The Casual Gardener: Is the camellia your cup of tea?
There's a variety of colourful camellias giving us a tantalising glimpse of the months ahead
EVEN those unacquainted with gardening will likely have an affection for one species of camellia – or at least the beverage brewed from its leaves. Camellia sinensis is the common tea plant, native to the Far East, and the leaves of which this most Irish of drinks is derived.
Camellias are an exotic addition to any garden, adding a splash of winter colour and providing a glimpse of the spring days ahead. They are evergreen, long-flowering shrubs and small trees with long, dark green, glossy leaves. There are about 80 species of camellias, all from south-eastern Asia.
The flowers resemble those of roses – large and conspicuous – sometimes reaching 12 inches in diameter. Colours range from white to purple or red, depending on variety. Camellia japonica 'Lady Campbell' for example, has large, prolific, bright red flowers. Many species of camellia bloom in the period from February to May, but there are also hardy autumn flowering varieties too.
The fragrant, double-flowered pink Camellia 'Ashton's Ballethas' is in its glory from October to December whereas the bright pink flowered Camellia 'Sugar' blooms from November to January.
Camellia prefer a slightly acidic soil with plenty of humus. Because they look so lush and tropical, people tend to situate them in the most sheltered places. In principle this is correct, but not every sheltered spot is suitable. For example, camellia won't perform to its very best on a south-facing wall, even though intuitively you might think this is ideal. In fact, the buds benefit from being kept cool.
A partially shaded position is probably the best situation, ideally away from early morning sun. If buds warm up too quickly after frost they can drop off, meaning no flowers. Camellias are great when grown with companion plants around their base.
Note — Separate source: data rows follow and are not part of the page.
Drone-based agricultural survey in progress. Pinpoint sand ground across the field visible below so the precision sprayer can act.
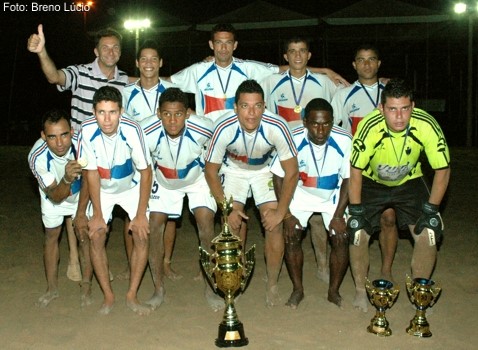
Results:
[0,146,478,350]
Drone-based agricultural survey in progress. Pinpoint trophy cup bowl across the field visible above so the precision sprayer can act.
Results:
[199,197,255,348]
[406,276,441,338]
[365,279,400,337]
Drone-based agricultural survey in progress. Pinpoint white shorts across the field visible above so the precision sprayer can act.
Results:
[40,193,78,228]
[290,187,337,230]
[149,176,217,219]
[223,169,277,206]
[87,184,149,223]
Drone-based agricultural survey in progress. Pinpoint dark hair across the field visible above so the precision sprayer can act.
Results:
[380,78,414,105]
[352,43,380,61]
[136,39,161,61]
[235,79,264,103]
[211,23,236,41]
[283,36,310,53]
[159,88,189,109]
[93,86,123,109]
[41,109,71,131]
[304,98,334,120]
[95,28,123,48]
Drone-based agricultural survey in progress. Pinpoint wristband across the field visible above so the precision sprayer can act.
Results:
[61,175,71,185]
[282,213,292,221]
[422,202,440,215]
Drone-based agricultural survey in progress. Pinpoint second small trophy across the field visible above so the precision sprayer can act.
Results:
[365,279,400,337]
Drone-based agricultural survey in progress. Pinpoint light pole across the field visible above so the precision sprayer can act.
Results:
[124,18,151,74]
[76,1,94,32]
[454,1,478,147]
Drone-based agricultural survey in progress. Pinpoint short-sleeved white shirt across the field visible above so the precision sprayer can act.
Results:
[78,116,151,194]
[271,126,352,204]
[28,134,81,205]
[206,111,297,172]
[171,57,279,122]
[331,80,385,135]
[261,70,338,122]
[122,80,175,123]
[141,115,213,190]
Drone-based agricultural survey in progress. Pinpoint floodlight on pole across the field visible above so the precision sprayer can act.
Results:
[124,18,151,73]
[454,1,478,147]
[76,1,95,32]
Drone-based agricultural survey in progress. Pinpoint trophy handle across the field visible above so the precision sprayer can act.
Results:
[241,244,256,291]
[199,247,217,292]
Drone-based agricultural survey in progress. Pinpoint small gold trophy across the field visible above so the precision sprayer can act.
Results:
[406,276,441,338]
[365,278,400,337]
[199,197,256,348]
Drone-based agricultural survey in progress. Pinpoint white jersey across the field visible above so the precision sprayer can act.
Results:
[171,57,279,122]
[122,80,175,123]
[78,116,151,194]
[206,111,297,172]
[271,126,352,204]
[141,115,213,190]
[57,58,128,131]
[28,134,81,206]
[331,80,385,135]
[261,70,338,122]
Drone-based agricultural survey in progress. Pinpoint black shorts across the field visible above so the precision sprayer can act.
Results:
[362,176,430,232]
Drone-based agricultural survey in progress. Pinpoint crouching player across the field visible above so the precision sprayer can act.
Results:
[141,88,220,310]
[347,79,450,312]
[271,98,352,309]
[28,110,92,307]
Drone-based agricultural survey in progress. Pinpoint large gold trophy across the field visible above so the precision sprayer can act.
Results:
[365,278,400,337]
[406,276,441,338]
[199,197,256,348]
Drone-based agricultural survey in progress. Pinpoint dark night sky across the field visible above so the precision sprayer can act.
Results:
[0,0,466,144]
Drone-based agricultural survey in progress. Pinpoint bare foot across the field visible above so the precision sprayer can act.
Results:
[145,287,164,310]
[266,285,281,307]
[80,282,93,308]
[66,262,81,282]
[98,304,114,315]
[98,295,115,315]
[193,269,204,281]
[327,290,342,309]
[285,290,304,310]
[352,289,368,312]
[116,266,129,281]
[36,290,60,308]
[380,272,395,284]
[204,285,226,312]
[316,268,330,284]
[126,299,151,316]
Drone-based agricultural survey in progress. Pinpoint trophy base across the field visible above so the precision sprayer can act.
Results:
[216,322,249,348]
[406,319,432,338]
[367,319,392,337]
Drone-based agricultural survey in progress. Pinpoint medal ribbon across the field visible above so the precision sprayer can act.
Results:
[360,81,380,108]
[309,140,329,180]
[166,125,186,177]
[216,65,232,99]
[289,72,307,106]
[139,80,159,114]
[242,125,260,164]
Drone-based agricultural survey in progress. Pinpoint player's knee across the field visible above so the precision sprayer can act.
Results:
[380,209,396,228]
[348,229,370,247]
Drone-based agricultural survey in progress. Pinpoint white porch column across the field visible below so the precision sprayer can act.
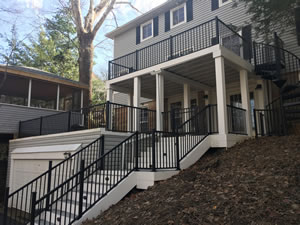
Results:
[240,70,252,136]
[183,84,191,121]
[156,73,165,131]
[127,93,133,131]
[80,89,83,109]
[255,80,266,109]
[215,56,228,135]
[27,79,32,107]
[133,77,141,131]
[56,84,60,111]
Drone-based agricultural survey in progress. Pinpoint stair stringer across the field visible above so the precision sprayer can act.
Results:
[74,136,211,225]
[73,172,137,225]
[180,136,211,170]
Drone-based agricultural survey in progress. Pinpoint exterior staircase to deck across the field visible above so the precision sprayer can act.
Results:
[4,106,217,225]
[253,33,300,136]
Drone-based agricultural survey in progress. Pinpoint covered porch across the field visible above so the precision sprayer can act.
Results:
[107,45,265,145]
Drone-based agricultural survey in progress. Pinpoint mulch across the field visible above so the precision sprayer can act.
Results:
[84,136,300,225]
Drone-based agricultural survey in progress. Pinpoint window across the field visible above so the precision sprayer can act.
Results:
[171,3,186,28]
[219,0,232,7]
[141,20,153,41]
[221,31,243,57]
[140,109,149,132]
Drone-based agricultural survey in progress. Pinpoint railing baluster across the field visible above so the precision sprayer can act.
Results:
[78,160,85,219]
[152,130,156,172]
[30,192,36,225]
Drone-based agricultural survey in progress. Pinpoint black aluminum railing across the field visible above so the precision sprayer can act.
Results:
[227,105,247,135]
[3,136,104,225]
[106,102,156,133]
[19,102,156,137]
[176,105,218,134]
[162,106,201,132]
[253,42,300,85]
[108,18,251,80]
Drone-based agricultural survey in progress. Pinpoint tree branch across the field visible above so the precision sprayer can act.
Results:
[92,0,116,37]
[116,2,143,14]
[84,0,94,31]
[71,0,85,34]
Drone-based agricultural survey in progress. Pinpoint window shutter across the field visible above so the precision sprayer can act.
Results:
[153,16,159,37]
[242,25,252,59]
[136,26,141,45]
[186,0,193,22]
[295,7,300,46]
[211,0,219,11]
[165,11,171,32]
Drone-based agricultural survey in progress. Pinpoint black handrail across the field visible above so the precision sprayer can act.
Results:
[227,105,248,135]
[4,136,104,225]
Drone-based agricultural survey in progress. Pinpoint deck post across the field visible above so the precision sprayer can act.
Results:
[133,77,141,132]
[106,85,114,130]
[240,70,252,137]
[27,79,32,107]
[155,72,165,131]
[56,84,60,111]
[183,83,191,125]
[127,93,133,132]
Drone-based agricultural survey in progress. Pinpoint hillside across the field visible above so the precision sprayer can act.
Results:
[84,136,300,225]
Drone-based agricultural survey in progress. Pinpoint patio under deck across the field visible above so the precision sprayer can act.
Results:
[107,45,255,99]
[107,45,256,140]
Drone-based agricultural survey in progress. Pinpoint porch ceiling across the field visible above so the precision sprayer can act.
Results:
[115,54,239,99]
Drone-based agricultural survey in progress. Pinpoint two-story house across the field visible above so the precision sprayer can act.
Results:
[4,0,300,225]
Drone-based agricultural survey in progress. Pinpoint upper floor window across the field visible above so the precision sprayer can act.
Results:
[219,0,232,7]
[171,3,186,28]
[141,20,153,41]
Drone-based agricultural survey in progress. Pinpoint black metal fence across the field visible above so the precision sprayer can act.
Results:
[3,136,104,225]
[227,105,247,135]
[3,114,214,225]
[108,18,248,80]
[19,102,156,137]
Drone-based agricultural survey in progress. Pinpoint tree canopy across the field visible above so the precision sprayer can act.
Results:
[234,0,299,40]
[9,11,79,80]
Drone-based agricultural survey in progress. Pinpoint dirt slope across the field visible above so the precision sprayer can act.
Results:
[84,136,300,225]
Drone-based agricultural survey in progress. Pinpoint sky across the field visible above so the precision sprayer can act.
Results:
[0,0,166,78]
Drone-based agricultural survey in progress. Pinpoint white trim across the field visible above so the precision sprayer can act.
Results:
[219,0,232,8]
[140,19,154,42]
[220,30,244,58]
[170,2,187,29]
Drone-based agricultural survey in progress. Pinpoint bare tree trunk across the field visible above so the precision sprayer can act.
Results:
[78,33,94,106]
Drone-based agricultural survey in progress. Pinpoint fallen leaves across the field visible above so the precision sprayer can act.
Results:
[84,136,300,225]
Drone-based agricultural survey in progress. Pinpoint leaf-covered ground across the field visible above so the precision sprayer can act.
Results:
[84,136,300,225]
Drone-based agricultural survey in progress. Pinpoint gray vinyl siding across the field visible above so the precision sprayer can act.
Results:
[0,103,59,134]
[114,0,300,58]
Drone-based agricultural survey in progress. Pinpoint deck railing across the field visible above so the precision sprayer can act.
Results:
[108,17,251,80]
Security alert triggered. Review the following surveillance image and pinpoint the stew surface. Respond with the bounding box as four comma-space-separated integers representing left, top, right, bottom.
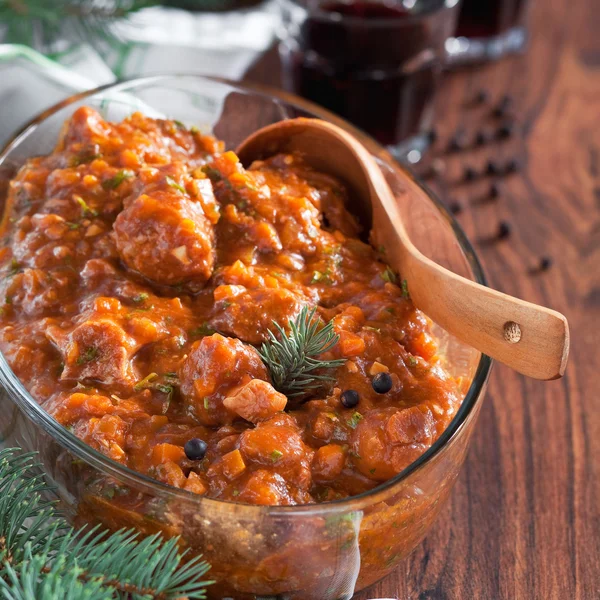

Plant Pulmonaria, Helleborus niger (Christmas rose) or Gallanthus (snowdrops) with them, all of which will flower around the same time and look fabulous underneath.
But remember Camellia japonica is a surface-rooting plant so it is important not to hoe or otherwise disturb the surface immediately around the plant.
Camellias grow about 15-20 inches per year. Prune carefully after flowering, to maintain shape, if required. The plant does not need to be pruned for its own good. Make sure soil is kept moist in dry summer conditions and feed half way through summer with potassium-rich fertiliser.
Water well after feeding but use rainwater rather than tap water, which may contain lime. As ericaceous plants, camellias hate lime. Protect from cold winds and frost. If low temperatures are forecast for a prolonged period, cover your camellia with horticultural fleece, readily available from any garden centre.
If you're not quick enough with the horticultural fleece, frost damage may cause camellias to lose some of their leaves, but don't panic, in the course of the year the plant will recover, especially if you can move it to a sheltered spot (pot grown plants).
Those camellia species that are not quite hardy will do extremely well in pots, if you move them in and out of a conservatory or greenhouse when frost threatens. Rather than putting your plant through all the stress of re-potting, it's better to provide a bit more food to the plant and top up the compost with humus rich topsoil.
Reduce watering of pot-grown camellias to once a week in autumn and once a month in winter. In the spring, gradually increase watering as temperatures rise and day length increases.